I hear arguments every day about how god said this or says that and that he doesn't waver and that his word is very clear. But is it? I am admittedly extremely cynical and have my own sets of walls up against the teachings I have had ever so slightly discussed in my presence, in no small part because of my avid support of sexuality, freedom and shamelessness. *Note: as I write this I am suddenly made aware of how much the word "shamelessness" carries this awful connotation- as if you are a brazen criminal if you carry no shame- but surely you understand that I mean this in the most literal sense (after all, we try so hard to liberate people of the shame they have been trained to feel).
I get all of the reasons religion was made, I have studied how the bible came to be- with centuries of letters compiled and corroborated with other letters from other lands. I have looked at the rhetoric of messiah expectations at a time when people were deflecting from the belief system, and his miraculous arrival just under a decade after the message was spread. Imagine being that mother for one second... this tiny person you grew carrying the expectations of the world on their shoulders. The terror we feel daily with our regular human children and the amount of pressure put on them, and how that would be exponentially multiplied if we knew the entire race thought him a god. I also understand why branches of Christianity idolize Mary as an entirely different type of saint.

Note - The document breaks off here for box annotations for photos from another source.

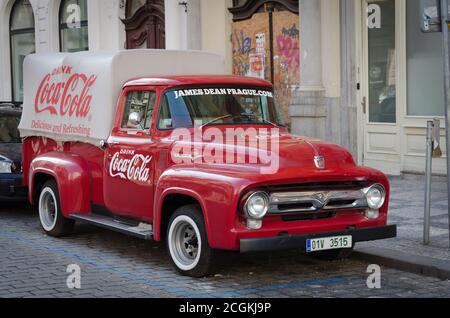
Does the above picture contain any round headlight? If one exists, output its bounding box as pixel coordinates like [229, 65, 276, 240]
[365, 184, 386, 210]
[244, 192, 269, 220]
[0, 156, 14, 173]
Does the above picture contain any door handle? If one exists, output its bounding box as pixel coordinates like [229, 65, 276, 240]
[100, 139, 120, 149]
[361, 96, 367, 115]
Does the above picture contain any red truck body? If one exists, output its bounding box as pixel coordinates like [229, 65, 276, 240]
[19, 51, 396, 276]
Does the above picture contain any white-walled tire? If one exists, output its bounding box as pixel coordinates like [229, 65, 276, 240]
[166, 205, 216, 277]
[38, 180, 75, 237]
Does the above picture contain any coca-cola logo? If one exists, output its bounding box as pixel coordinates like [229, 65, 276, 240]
[34, 66, 97, 118]
[109, 152, 152, 182]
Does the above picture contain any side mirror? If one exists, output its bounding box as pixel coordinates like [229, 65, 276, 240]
[128, 112, 142, 126]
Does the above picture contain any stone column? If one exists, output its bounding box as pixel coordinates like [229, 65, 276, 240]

Inside all of my very well-founded skepticism, all of the ways in which I avoid the misinformation trickling into the minds of my children, there is one specific field in which religion has any other theory beat: DEATH. The idea that once you die you are lifted into the kingdom of heaven and that all of your passed loved ones would be there waiting is just the single best motivation to get through all of the hard stuff there can ever be. By hard stuff, of course, I mean not having premarital sex, not eating pork (I mean, who wants to give up bacon!), and not wearing pants (if you were unlucky enough to be born with a vagina). Also, the background thought of those who have harmed you or think differently than you going straight to a burning pit for all of eternity isn't half bad...
Which is why when I heard of a dear old lady that I am vaguely connected to feeling extreme shame when on her literal death bed, I felt compelled to speak (write) rather loudly about how toxic this relationship to religion can be. This woman, she was incredibly pious. She prayed her rosary, she blessed everyone who walked into her house and even included religious sermons into her conversations with everyone... just as a way to spread "his" word. Then, after allergic reactions to vaccines, fall after fall, barely being able to move, she cries in her bed because she is asking her god to bring her home. She cries because she knows she is asking for suicide, and suicide is a sin that damns you. Imagine being that mother for one second... this huge person you grew into the expectations of the word on your shoulders. The terror we feel daily with our regular human lives plus the amount of pressure put on her, and how that would be exponentially multiplied if she thought she was going to hell if she dared be real. If she begged her god for relief.
Of course the people who wrote christianity into existence would tell people that damnation awaited if they took their own life. What type of life did the droves of slaves have waiting for them at home? What kept them showing up to work, to home, to expectancy itself, if not for the threat of eternal fire? Let's face it, suicide has never been up to god the same way murder isn't even up to god when it is done in his name.
So in this one moment of respite that religion could have given her, it failed her in the worst possible way. After centuries of causing divides, serving as a launching point for judgment, providing excuses for inexcusable behavior and creating patterns of shame and abuse, there are still those who work agonizingly to fit into a mold created to build a direct trail to a promised land. But if religion cannot provide us with the answers to keep going, the peace that comes with ridding ourselves of the unknown and present us with an opportunity to make comfortably guided decisions (especially when it comes to the single most unchartered transition of human life), then what is it really doing for you?